The survival of Ashurbanipal’s library, albeit in fragmentary condition, has helped us to read and understand cuneiform writing, and given us a wealth of information about ancient Assyria. Even today, these tablets are the most heavily studied by modern scholars, seeking to piece together the broken fragments of the scholar-king’s library, and thereby reveal its astonishing riches.


Jacqui Honess-Martin, playwright, wrote:

After a week of preparation in the library, my first impression upon seeing the actual Flood Tablet was one of bewildered anticlimax.

Tucked away in the corner of a gallery at the British Museum was a chip of stone no bigger than my hand. Dull, worn, unimposing and the lack of straight edges made it look sort of lopsided on its mount.

This had caused all that fuss? This tiny lump of rock had made a man called George Smith tear his clothes off and run screaming through the Museum when he found it? That brought him fame, fortune and a premature and agonising death in the middle of the desert?
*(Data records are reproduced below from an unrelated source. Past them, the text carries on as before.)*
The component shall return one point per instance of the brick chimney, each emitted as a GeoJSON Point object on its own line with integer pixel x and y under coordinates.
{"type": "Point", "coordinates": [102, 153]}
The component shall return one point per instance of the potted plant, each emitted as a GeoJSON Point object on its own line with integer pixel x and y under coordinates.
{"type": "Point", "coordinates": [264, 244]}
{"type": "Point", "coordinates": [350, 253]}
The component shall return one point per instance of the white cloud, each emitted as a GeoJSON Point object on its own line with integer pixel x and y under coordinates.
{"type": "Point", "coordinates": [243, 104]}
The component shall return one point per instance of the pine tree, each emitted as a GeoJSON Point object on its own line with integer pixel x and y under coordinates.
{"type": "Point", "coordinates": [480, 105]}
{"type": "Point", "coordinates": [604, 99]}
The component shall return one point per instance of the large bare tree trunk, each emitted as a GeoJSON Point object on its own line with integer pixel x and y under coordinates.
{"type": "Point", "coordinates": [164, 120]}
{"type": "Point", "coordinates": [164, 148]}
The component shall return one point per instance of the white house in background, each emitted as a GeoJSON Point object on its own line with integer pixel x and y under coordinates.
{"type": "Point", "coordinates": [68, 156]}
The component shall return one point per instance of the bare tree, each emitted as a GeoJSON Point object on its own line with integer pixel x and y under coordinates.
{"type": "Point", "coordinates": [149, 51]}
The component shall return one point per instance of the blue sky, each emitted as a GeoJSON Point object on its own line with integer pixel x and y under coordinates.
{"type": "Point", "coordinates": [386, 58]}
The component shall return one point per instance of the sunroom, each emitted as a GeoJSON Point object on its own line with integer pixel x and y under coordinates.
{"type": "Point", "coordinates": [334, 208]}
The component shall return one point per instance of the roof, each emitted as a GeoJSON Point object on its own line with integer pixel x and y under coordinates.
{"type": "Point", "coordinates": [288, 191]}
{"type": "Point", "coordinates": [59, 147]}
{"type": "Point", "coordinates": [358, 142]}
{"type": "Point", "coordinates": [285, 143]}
Surely this was not the piece of stone upon which a story was etched, so controversial that the then Prime Minister attended the meeting at which it was first read. A story that cut straight to the heart of Victorian understanding and that still galvanises and splits society today. It really didn’t look as if was hung straight.

The deciphering of the Flood Tablet and the rest of the epic of Gilgamesh by George Smith was the subject for my next play. It didn’t even have a spotlight.

Nose pressed to the glass I squinted to make out the scratches and markings of the cuneiform. And then something dawned on me.

This tiny fragment had been found amongst the rubble of a fallen, ransacked city, 13 miles wide and abandoned for 2,000 years to the devouring desert sands. It had been found again amongst piles of broken pieces that had been shipped thousands of miles on horseback and by sea to the British Museum.

It had eventually been deciphered, through the poor light of the Victorian smog, by the lowliest of assistants, a man who taught himself to read its language. A man who realised instantly the incredible story locked into the tiny rivets and bird-like indentations that I now struggled to make out.

Nestled amongst the other tablets, it suddenly held a quiet humility. A self assurance that it would be found. Its story would be told. Again and again. The oldest narrative set down would endure. It didn’t need a bigger stand.

Taking in the gallery around me for the first time I realised everything in this incredible building was the same. The survival of every object against the ravages of time bestowed it with a sense of calm. Every single thing has been someone’s obsession, passion and joy. Every fresh understanding a controversy; every discovery a story. I hurried from the gallery, humbled, moved and anxious to begin my own.